Arao: Thank you for the compliment, Àkpà. Also, thank you for reading my work.
Yes, I’ve been following the Twitter conversation where Diaspora Nigerians’ authenticity was questioned. Honestly, it bothered me because it discussed some of the writers I’ve grown to love and continue to love. Yes, I’ve been privately questioned or even dismissed but I won’t let it bother me. As long as Ugandans are travelling outside of Uganda and experiencing life, those are Ugandan stories. There is no single Ugandan narrative. When I doubt myself, I always remember what my mother told me, “You were born in Uganda and you’re Lango. No matter where you go, you will remain Ugandan and Lango. Full stop.” For me, home is Uganda even though I’ve lived most of my life outside of Uganda. That is where my memories and consciousness dwell regardless of where my body goes. That is home and no one can tell me otherwise.
Yes of course, there are many gatekeeping hurdles that I struggle with constantly. When I share my ideas, I may get advice that I’m not the right person to tell a certain story although I’ve experienced the exact thing living in an African/Ugandan immigrant household or community in the US. Or maybe if I use a certain phrase that I’m not expected to know or understand, there is a surprise or a curiosity although that’s how I heard my parents and family speak in our house. So sometimes, it’s a burden having to deal with other people’s expectations.

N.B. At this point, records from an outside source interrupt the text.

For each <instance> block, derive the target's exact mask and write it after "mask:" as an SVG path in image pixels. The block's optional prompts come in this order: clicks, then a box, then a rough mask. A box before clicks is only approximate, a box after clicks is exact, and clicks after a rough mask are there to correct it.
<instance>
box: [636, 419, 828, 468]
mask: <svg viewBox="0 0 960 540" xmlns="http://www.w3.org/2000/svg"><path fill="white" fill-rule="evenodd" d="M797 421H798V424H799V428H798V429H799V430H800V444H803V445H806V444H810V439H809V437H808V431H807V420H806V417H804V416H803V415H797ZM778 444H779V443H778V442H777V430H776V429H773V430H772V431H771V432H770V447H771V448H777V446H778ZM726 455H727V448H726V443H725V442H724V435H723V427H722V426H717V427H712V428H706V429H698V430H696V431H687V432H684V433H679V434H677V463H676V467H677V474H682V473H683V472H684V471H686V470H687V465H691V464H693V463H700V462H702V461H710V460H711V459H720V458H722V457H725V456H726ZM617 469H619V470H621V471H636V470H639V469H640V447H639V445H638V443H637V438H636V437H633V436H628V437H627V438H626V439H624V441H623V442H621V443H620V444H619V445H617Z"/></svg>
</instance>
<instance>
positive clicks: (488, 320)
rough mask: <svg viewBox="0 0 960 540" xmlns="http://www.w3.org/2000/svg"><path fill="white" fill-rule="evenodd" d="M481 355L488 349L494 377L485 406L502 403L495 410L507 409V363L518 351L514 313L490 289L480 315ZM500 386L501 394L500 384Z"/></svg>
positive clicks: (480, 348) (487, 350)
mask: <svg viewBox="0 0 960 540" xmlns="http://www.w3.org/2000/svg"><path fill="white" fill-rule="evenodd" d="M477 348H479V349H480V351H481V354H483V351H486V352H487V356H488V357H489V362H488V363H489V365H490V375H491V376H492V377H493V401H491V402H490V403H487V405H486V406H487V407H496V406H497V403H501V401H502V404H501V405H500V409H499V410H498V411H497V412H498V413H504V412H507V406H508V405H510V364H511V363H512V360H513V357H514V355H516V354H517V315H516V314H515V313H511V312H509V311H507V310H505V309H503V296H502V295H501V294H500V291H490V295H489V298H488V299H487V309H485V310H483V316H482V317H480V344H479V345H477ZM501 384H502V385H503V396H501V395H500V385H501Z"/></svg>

Àkpà: I hope this skewed perception of writers in the diaspora ends soon, and such discussions trashed. I have come to know you as the busiest writer in the community, you sit right there with Kwame Dawes [chuckles]. Can you tell me what your new role at Poetry Foundation is/entails? Any new work coming out soon?
Arao: I just completed a year as a biography writer and editor at Poetry Foundation. I’ve been asked to stay on for a second year into 2023. I write and edit poet bios on the website. I also generate ideas for how to make sure underrepresented poets are uplifted and profiled on the website. (For example, I do get really excited every time I see the name of a Nigerian or African poet!)
I have a set of poems coming out in an anthology published by Yellow Arrow Publishing in December 2022. Also, I have a fiction story coming out in an anthology in Winter 2023. Unfortunately, I am not able to speak about other projects just yet. At the right time, I’ll share.
Àkpà: Congratulations. I am so excited about your new projects. And that’s amazing work you’re doing there. Jisie ike (well-done). I am wondering, if I am on a street in Brooklyn, and meeting you for the first time, what would likely make me pick you out from the crowd. What’s your fashion sense? What appeals to you in fashion? And do you always have a book on you as well?
Arao: Thank you, Àkpà. I am now based in Maryland, close to Washington DC. Thank you for teaching me how to say well-done in Igbo; I’ll commit that to memory when I need to congratulate you.
If you were in Maryland, you may find me in a colourful headwrap or one of the African natural hairstyles. Yes, more than likely I’ll have a book in my hand and a back-up in my bag just in case.